For the 1932 model year, Plymouth hit their stride with stylish new PB series. These cars are considered the pinnacle of the pre-war Plymouth range, with beautiful, upmarket styling and sparkling performance from their robust four-cylinder engines. Central to the PB’s appeal was its stylish and sophisticated looks, with curvaceous one-piece front fenders, free-standing headlamps, and an Imperial-like hood that stretched from the radiator to the base of the windscreen, adding visual length. The star of the line was undoubtedly the beautifully proportioned Sport Roadster, which offered style, character and driving enjoyment in abundance.
One particularly endearing piece from the Frank Kleptz collection is the 1932 Plymouth PB Sport Roadster. Frank often bought cars in groups, refurbishing some and selling others to fund the more expensive pieces in his collection. He wisely held on to this car and one day got the bug to restore it for the AACA Fall National Meet in Hershey, Pennsylvania. Frank was notoriously ambitious with his projects, and in this case, he didn’t leave much room for error – completing a full restoration in only nine weeks and three days, just in time to get it to Hershey!

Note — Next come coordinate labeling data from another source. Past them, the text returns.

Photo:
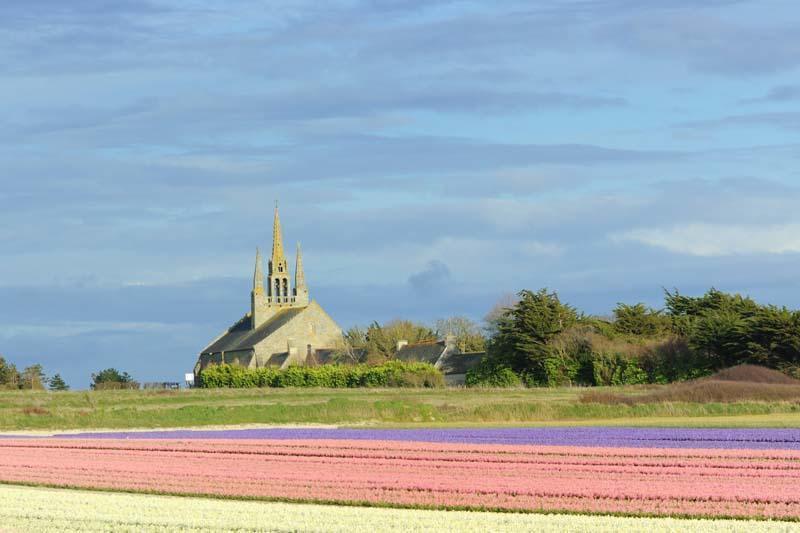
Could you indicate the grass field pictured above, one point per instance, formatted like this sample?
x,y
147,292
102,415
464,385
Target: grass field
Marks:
x,y
373,407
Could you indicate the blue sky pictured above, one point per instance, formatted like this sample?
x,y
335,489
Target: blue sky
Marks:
x,y
430,156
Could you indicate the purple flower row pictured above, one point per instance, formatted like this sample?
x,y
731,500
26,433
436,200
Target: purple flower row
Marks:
x,y
559,436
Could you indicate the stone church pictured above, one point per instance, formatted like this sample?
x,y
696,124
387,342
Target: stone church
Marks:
x,y
284,327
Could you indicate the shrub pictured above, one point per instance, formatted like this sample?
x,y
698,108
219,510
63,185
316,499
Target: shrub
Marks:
x,y
490,373
390,374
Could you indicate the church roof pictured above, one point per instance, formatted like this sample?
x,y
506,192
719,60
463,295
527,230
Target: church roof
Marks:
x,y
423,352
459,363
241,337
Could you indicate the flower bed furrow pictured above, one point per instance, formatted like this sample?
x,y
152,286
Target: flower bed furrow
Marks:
x,y
741,483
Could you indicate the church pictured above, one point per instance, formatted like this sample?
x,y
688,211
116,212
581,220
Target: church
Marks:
x,y
284,326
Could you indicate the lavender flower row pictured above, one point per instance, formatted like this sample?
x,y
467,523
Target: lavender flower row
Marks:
x,y
558,436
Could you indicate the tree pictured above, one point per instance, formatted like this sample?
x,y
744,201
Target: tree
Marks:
x,y
495,315
32,378
58,384
640,320
9,376
524,331
469,337
111,378
381,340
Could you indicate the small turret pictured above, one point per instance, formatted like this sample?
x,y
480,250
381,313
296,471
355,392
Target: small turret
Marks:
x,y
300,288
258,301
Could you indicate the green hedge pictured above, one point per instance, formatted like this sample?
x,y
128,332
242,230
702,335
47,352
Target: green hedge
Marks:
x,y
391,374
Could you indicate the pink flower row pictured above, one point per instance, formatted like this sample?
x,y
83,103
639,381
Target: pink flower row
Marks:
x,y
739,483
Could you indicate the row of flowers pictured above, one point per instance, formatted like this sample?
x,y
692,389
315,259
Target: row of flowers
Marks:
x,y
37,509
717,483
741,438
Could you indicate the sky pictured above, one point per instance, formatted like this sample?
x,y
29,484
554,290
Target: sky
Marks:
x,y
432,157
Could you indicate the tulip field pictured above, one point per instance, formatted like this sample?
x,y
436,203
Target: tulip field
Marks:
x,y
743,474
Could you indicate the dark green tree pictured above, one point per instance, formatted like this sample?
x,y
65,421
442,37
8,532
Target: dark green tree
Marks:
x,y
32,378
381,340
9,376
640,320
111,376
57,383
524,331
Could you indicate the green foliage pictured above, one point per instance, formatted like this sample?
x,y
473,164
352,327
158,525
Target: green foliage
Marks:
x,y
32,378
9,376
57,383
525,329
467,333
111,378
725,330
640,320
389,374
545,342
379,342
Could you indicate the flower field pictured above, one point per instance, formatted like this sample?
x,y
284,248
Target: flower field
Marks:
x,y
41,509
755,476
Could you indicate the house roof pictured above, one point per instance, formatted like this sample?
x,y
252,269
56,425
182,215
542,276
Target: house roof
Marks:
x,y
423,352
241,337
460,363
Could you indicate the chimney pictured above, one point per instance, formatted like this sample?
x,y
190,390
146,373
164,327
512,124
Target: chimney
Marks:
x,y
450,341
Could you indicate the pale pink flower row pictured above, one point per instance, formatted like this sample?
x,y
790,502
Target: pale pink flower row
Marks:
x,y
739,483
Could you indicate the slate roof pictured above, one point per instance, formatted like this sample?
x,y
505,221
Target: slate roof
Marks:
x,y
241,337
423,352
459,363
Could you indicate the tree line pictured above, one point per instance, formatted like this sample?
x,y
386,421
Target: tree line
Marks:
x,y
30,378
538,340
34,378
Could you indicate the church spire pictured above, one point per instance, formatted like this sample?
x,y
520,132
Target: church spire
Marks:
x,y
258,275
277,238
279,284
299,275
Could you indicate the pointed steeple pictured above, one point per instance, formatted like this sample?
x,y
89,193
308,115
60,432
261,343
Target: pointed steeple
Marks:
x,y
258,275
277,238
279,284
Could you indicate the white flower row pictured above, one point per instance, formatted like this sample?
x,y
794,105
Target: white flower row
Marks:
x,y
42,509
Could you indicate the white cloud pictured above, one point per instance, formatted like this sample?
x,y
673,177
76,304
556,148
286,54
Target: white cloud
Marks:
x,y
714,240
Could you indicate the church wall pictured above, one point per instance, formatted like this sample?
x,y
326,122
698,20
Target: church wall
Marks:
x,y
313,327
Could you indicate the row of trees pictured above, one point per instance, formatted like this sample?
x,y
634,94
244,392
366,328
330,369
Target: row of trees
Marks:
x,y
30,378
539,340
34,378
377,343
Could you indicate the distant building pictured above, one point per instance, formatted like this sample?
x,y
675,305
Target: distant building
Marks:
x,y
442,354
284,327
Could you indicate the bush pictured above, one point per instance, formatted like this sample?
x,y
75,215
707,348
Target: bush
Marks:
x,y
390,374
490,373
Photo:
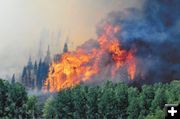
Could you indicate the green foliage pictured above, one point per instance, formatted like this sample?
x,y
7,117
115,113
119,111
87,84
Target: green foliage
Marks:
x,y
14,102
112,100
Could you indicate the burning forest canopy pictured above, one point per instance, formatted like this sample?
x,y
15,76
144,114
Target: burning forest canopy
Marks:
x,y
140,46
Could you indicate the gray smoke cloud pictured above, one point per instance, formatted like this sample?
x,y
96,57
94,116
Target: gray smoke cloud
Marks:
x,y
153,32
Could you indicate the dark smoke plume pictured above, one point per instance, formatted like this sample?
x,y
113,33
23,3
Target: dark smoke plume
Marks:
x,y
153,32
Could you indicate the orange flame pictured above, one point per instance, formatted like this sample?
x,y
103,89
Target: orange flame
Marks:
x,y
81,65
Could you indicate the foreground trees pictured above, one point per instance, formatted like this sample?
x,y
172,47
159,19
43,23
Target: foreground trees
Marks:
x,y
14,102
113,101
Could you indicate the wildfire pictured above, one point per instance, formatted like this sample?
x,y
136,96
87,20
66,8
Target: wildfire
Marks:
x,y
81,65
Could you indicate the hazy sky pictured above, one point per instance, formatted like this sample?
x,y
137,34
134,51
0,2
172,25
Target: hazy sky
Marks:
x,y
24,23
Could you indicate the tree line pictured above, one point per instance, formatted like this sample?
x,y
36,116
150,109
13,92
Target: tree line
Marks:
x,y
109,100
113,101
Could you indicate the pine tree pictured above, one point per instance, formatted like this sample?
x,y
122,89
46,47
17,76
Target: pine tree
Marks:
x,y
13,79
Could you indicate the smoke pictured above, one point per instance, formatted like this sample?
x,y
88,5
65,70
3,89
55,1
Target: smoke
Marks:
x,y
153,32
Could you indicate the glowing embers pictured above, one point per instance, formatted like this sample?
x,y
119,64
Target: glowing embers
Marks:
x,y
82,65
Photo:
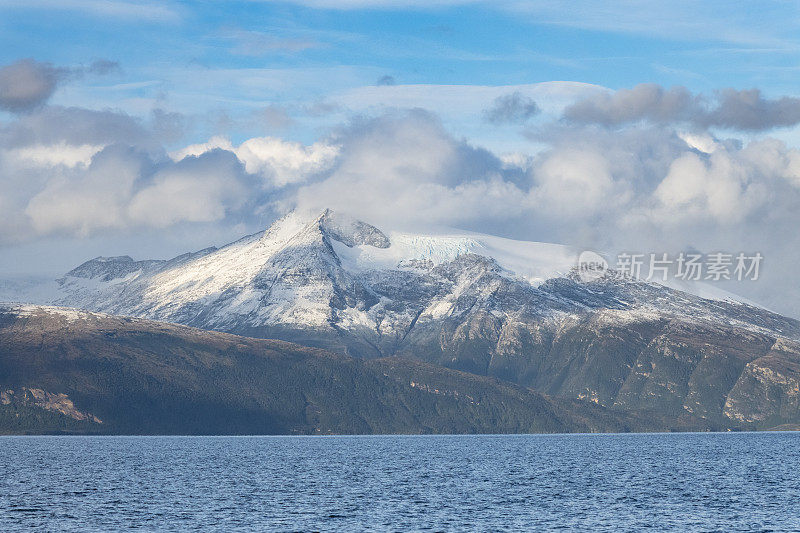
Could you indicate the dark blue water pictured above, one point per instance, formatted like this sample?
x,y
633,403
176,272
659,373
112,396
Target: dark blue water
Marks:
x,y
686,482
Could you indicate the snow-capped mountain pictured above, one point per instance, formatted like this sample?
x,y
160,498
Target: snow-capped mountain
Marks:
x,y
479,303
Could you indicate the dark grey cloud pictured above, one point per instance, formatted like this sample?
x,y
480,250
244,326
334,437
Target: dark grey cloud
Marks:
x,y
514,108
749,110
27,84
746,110
75,125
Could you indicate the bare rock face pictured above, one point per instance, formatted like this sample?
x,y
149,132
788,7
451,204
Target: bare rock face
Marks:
x,y
489,306
54,402
768,390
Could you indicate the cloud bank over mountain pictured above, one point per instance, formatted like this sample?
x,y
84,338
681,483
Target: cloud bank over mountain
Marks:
x,y
649,169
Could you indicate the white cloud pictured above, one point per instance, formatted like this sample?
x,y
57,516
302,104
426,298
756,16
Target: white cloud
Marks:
x,y
278,162
54,154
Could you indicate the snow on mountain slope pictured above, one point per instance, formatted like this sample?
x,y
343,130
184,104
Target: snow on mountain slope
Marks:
x,y
336,276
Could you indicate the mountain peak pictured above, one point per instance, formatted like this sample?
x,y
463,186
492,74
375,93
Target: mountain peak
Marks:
x,y
350,231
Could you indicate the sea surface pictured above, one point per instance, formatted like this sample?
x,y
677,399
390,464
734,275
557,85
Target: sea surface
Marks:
x,y
682,482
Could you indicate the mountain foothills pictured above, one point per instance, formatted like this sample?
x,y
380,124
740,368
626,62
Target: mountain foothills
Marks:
x,y
120,375
608,354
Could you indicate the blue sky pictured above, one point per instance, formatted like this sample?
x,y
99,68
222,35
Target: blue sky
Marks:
x,y
230,58
155,128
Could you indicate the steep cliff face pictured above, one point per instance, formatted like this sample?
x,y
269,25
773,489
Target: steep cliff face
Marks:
x,y
490,306
68,371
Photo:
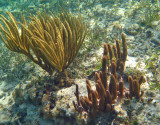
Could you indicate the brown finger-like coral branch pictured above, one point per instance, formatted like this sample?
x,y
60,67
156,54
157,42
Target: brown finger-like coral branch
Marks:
x,y
89,89
141,80
121,67
115,51
118,49
136,89
104,72
77,94
113,87
121,88
108,98
130,81
124,56
113,69
102,89
105,50
97,77
94,104
110,52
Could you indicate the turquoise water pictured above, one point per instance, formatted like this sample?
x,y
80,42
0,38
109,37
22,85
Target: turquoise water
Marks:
x,y
31,95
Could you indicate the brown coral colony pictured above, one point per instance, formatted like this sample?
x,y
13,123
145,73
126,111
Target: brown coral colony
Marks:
x,y
107,91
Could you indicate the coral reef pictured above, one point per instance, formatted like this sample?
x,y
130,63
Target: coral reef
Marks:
x,y
51,42
108,91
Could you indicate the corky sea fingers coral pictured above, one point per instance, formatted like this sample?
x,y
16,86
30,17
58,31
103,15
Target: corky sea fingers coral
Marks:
x,y
109,84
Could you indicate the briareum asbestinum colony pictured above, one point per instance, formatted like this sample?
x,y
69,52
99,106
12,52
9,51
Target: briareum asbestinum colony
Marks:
x,y
108,91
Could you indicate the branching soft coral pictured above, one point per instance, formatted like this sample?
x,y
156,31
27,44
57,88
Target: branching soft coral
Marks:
x,y
106,93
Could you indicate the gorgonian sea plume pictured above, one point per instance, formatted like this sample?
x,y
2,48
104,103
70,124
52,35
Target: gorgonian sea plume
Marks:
x,y
50,41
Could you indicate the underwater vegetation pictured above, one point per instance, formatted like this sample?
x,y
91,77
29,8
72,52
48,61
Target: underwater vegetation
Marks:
x,y
105,95
51,42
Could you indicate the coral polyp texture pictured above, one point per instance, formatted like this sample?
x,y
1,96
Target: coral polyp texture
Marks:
x,y
50,41
109,83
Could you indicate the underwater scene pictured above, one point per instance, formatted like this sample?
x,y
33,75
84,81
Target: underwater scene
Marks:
x,y
79,62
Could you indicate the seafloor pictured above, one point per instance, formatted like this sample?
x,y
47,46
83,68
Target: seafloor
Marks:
x,y
20,79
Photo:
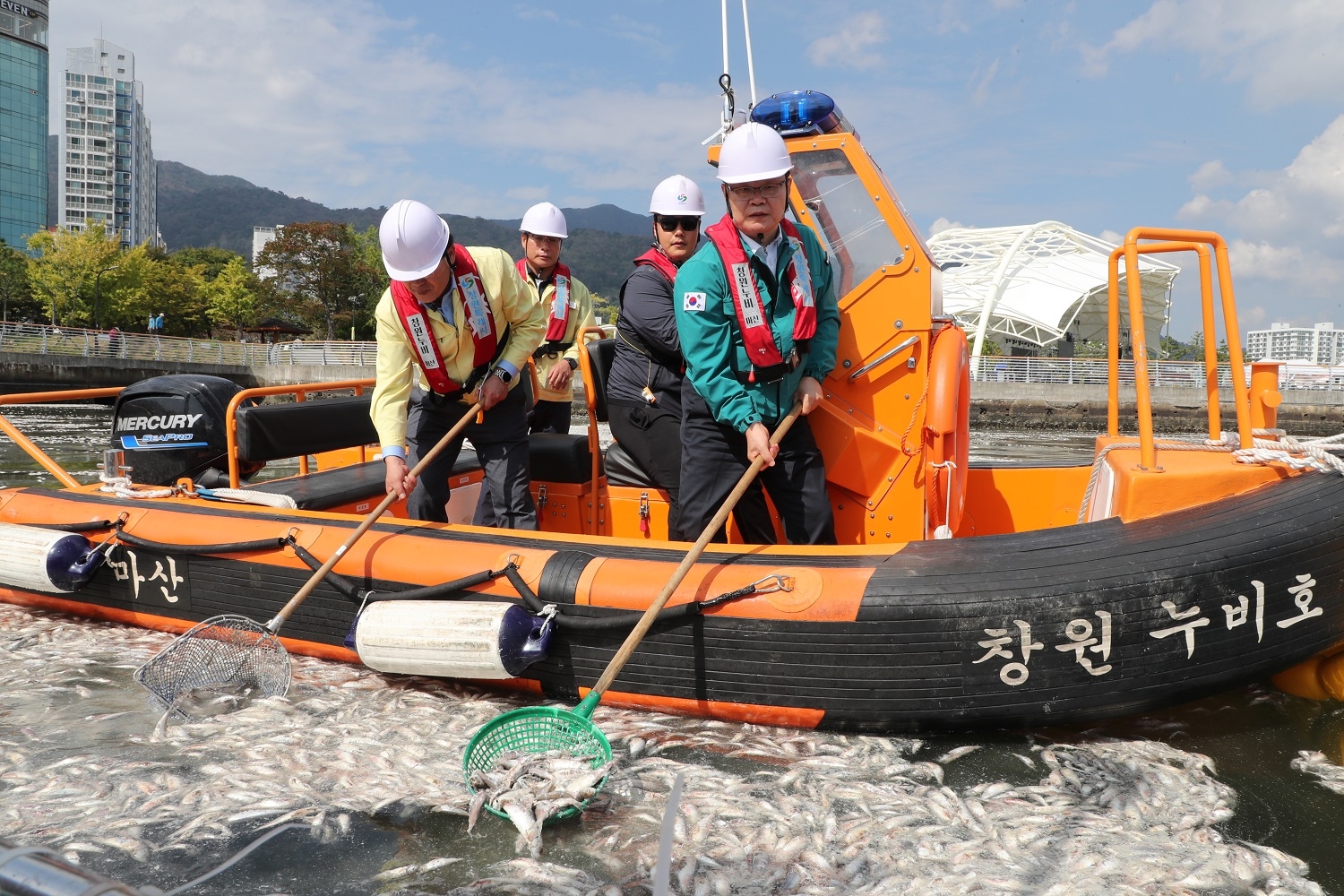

It is easy to see why Frank Kleptz found the little Plymouth so endearing, particularly in its smart yellow livery with red accents, wheels, and upholstery. The attractive styling gives it a notably upscale appearance, especially with this car’s period-correct accessories, including the dual side-mount spares, folding windscreen, and chrome radiator shell with contrasting painted slats. Despite taking fewer than ten weeks to restore it, the quality of Frank’s work is impressive. The PB wears an AACA National First Prize badge from 1974 and remains in good condition overall, having matured nicely through the years, displaying a moderate yet appealing patina on the paintwork and chrome. The bright red upholstery is delightfully bold and a perfect match to the red accents on the body. Interior appointments are appropriately basic for a runabout roadster of this type, and the instruments and controls are authentic and nicely restored.
The well-preserved restoration makes this Plymouth PB an excellent basis for a casual tour and event car. Recent mechanical work includes a rebuilt fuel pump and carburetor service and the L-head four-cylinder fired to life with relative ease. It runs quite well, though due to the extended period of storage, some additional work is needed to return it to the road, most notably in the fuel system. Otherwise, the engine bay is tidy and authentically detailed with period-style fittings like the Fram oil filter and proper lacquered fabric wiring.
Plymouth’s rare and charming PB Sport Roadster stood head and shoulders above the competition in the low-cost car class, hitting the sweet spot of style, performance, and value. That ethos still rings true today, as this marvelous Plymouth returns to the market for the first time in nearly 50 years and is sure to endear itself to its next custodian.